Un estuche útil para esta detección y/o valoración de ácido nucleico en una muestra biológica comprende los elementos siguientes: (i) una sonda según la invención, (ii) los reactivos necesarios para la aplicación de una reacción de hibridación, llegado el caso, (iii) un par de cebadores según la invención, así como los reactivos necesarios para una reacción de amplificación del ADN.

La invención se refiere particularmente a los procedimientos según la invención y descritos anteriormente para la detección y el diagnóstico de proliferación celular, y más particularmente de proliferación celular de origen canceroso.

La invención se refiere igualmente a un procedimiento de cribado de ligandos susceptibles de afectar a la actividad de transcripción de un gen cuyo promotor comprende las secuencias CCAAT y/o CCAAT inversa susceptibles de ligarse con un polipéptido según la invención, estando caracterizado dicho procedimiento porque comprende las etapas siguientes de puesta en contacto de dicho polipéptido y uno o varios ligandos potenciales en presencia de los reactivos necesarios para la aplicación de una reacción de transcripción o de detección y/o la medida de la actividad transcripcional. Es igualmente uno de los objetos de la invención proporcionar un kit o un estuche para el cribado de ligandos susceptibles de afectar a la actividad transcripcional de un gen cuyo promotor comprende las secuencias CCAAT y/o CCAAT inversa susceptibles de ligarse con un polipéptido según la invención, caracterizado porque comprende los elementos siguiente: (i) un polipéptido según la invención; (ii) un ligando; (iii) los reactivos necesarios para la aplicación de una reacción de transcripción.

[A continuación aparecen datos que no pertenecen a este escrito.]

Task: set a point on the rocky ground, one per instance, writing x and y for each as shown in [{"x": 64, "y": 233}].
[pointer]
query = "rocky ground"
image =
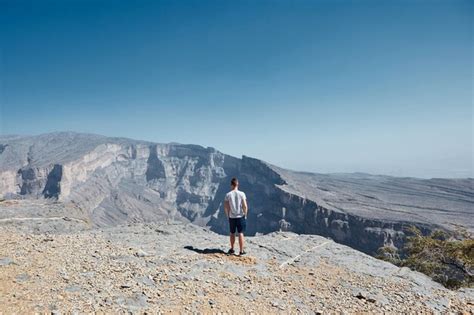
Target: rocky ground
[{"x": 179, "y": 267}]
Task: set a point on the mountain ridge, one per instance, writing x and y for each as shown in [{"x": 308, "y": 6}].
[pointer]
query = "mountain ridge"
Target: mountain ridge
[{"x": 117, "y": 180}]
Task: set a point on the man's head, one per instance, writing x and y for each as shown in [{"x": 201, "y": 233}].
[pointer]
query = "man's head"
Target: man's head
[{"x": 234, "y": 183}]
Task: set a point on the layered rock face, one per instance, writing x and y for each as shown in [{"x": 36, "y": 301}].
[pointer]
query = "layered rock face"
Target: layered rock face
[{"x": 119, "y": 180}]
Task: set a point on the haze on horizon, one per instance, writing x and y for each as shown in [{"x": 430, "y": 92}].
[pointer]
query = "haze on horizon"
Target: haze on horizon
[{"x": 382, "y": 87}]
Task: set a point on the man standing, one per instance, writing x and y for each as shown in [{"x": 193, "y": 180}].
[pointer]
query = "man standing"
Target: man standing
[{"x": 235, "y": 207}]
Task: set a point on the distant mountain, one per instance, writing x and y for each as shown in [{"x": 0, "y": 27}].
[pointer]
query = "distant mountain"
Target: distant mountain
[{"x": 117, "y": 180}]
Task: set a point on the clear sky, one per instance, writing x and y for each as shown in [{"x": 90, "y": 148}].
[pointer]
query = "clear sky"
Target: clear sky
[{"x": 383, "y": 87}]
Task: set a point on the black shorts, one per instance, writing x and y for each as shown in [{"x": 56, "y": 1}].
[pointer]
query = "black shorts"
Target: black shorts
[{"x": 238, "y": 224}]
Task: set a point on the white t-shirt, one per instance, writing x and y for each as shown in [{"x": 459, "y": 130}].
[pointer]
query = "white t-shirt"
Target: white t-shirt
[{"x": 235, "y": 199}]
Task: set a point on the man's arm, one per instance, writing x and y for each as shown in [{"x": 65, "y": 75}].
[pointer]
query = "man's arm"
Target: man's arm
[
  {"x": 226, "y": 207},
  {"x": 245, "y": 207}
]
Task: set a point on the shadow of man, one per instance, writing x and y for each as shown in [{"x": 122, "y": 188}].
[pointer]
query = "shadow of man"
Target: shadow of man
[{"x": 205, "y": 250}]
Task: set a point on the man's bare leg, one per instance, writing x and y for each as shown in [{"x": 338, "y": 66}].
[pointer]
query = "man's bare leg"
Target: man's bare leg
[
  {"x": 241, "y": 242},
  {"x": 232, "y": 240}
]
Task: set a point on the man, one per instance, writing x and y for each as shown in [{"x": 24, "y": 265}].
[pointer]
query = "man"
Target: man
[{"x": 235, "y": 207}]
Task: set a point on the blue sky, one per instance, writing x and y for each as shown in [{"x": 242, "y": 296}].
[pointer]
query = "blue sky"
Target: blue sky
[{"x": 382, "y": 87}]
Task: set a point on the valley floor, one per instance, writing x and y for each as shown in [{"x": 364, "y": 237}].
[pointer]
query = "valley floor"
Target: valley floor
[{"x": 181, "y": 268}]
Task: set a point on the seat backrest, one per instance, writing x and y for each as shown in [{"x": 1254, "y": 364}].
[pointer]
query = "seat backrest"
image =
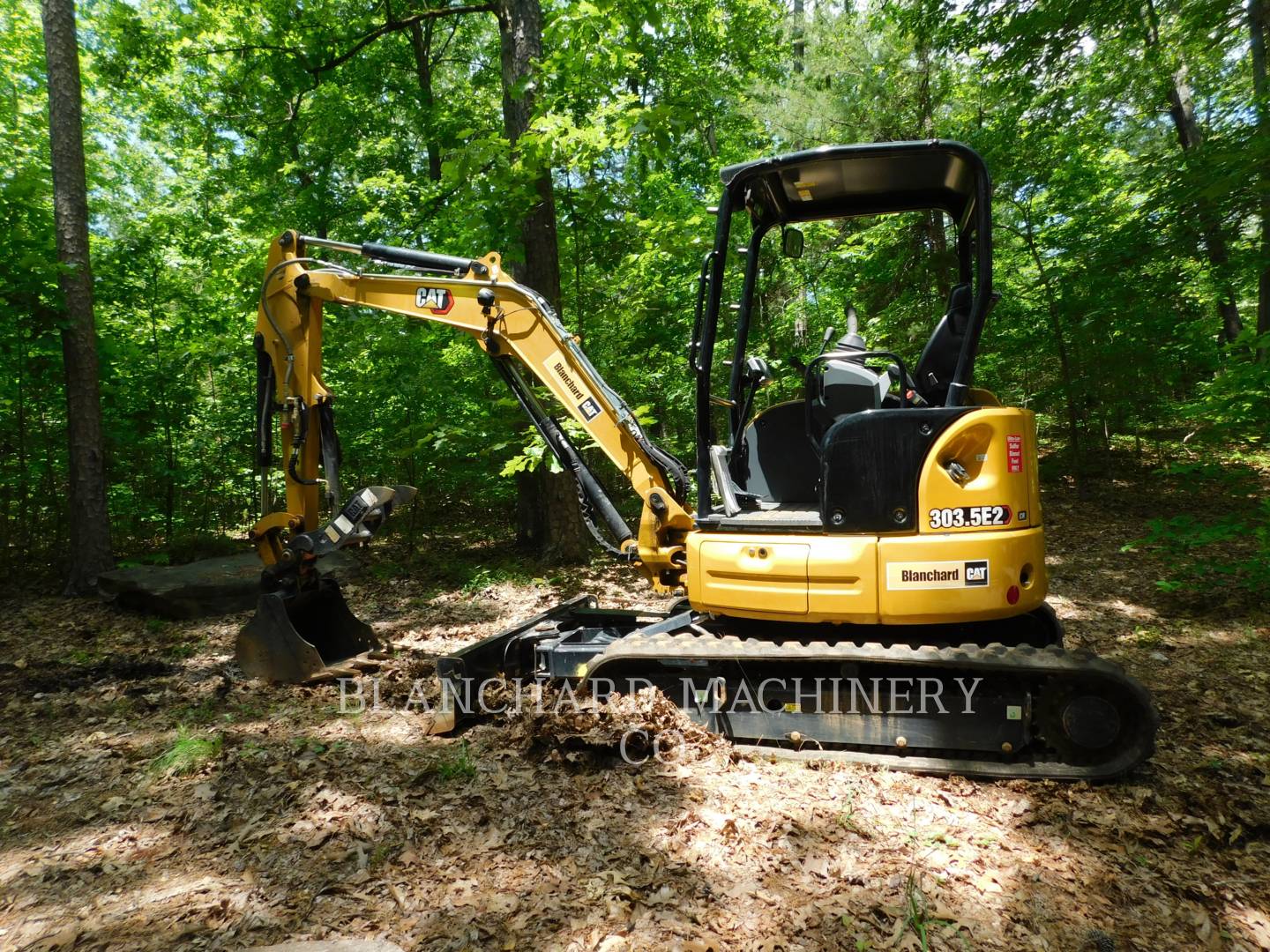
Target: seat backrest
[{"x": 938, "y": 363}]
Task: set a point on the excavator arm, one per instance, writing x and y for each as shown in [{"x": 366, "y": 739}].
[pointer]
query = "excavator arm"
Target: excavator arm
[{"x": 513, "y": 325}]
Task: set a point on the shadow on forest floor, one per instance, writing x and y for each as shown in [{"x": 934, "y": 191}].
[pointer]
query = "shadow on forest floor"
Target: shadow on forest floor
[{"x": 280, "y": 818}]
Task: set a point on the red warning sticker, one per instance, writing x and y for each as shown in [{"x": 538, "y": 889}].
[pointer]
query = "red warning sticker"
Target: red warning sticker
[{"x": 1015, "y": 452}]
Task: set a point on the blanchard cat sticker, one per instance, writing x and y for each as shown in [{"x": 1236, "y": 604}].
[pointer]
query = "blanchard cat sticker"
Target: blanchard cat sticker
[
  {"x": 436, "y": 300},
  {"x": 557, "y": 368},
  {"x": 938, "y": 576}
]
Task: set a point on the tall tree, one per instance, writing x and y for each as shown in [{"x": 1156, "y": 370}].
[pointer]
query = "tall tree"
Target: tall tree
[
  {"x": 1174, "y": 75},
  {"x": 1259, "y": 25},
  {"x": 89, "y": 521},
  {"x": 550, "y": 519}
]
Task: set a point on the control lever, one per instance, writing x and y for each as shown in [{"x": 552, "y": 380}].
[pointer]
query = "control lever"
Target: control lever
[{"x": 828, "y": 337}]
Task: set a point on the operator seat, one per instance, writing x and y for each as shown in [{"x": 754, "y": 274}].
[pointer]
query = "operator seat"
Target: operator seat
[{"x": 938, "y": 363}]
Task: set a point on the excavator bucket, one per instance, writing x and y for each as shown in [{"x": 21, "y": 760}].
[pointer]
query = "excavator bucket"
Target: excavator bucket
[
  {"x": 303, "y": 628},
  {"x": 306, "y": 636}
]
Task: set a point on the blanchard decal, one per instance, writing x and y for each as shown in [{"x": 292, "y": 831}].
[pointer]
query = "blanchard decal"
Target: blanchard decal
[
  {"x": 436, "y": 300},
  {"x": 586, "y": 404},
  {"x": 969, "y": 517},
  {"x": 938, "y": 576}
]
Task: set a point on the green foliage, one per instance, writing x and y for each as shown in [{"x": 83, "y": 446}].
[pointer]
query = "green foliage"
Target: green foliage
[
  {"x": 456, "y": 763},
  {"x": 188, "y": 753},
  {"x": 211, "y": 127},
  {"x": 1199, "y": 553}
]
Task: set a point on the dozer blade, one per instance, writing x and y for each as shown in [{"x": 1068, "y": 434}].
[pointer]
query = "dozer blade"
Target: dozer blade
[{"x": 310, "y": 635}]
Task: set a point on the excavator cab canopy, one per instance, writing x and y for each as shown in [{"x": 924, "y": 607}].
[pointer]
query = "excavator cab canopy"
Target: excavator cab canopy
[
  {"x": 840, "y": 182},
  {"x": 826, "y": 183}
]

El polipéptido ICBP90 según la invención presenta una función de receptor nuclear. Por receptor nuclear, se pretende designar un polipéptido que posea las propiedades esenciales de los receptores nucleares de hormonas. Esta superfamilia de genes contiene entre otros los receptores nucleares de ácido retinoico (RAR, RXR,...), los receptores nucleares de hormonas esteroideas (glucocorticoides, mineralocorticoides, progesterona, andrógeno, estrógeno) y los receptores nucleares de hormonas tiroideas (hormona T3). Es pues igualmente uno de los objetos de la presente invención proporcionar un procedimiento de cribado de ligandos susceptibles de afectar a la función de “receptor nuclear” del polipéptido según la invención. Dicho procedimiento comprende las etapas de:

a) puesta en contacto del polipéptido de la invención con uno o varios ligandos potenciales en presencia de los reactivos necesarios;

b) detección y/o medida de la actividad transcripcional de un gen cuyo promotor comprende secuencias nucleotídicas con las que son susceptibles de ligarse el polipéptido de la invención. Preferiblemente, dichas secuencias nucleotídicas son secuencias CCAAT y/o CCAAT inversa (ICB).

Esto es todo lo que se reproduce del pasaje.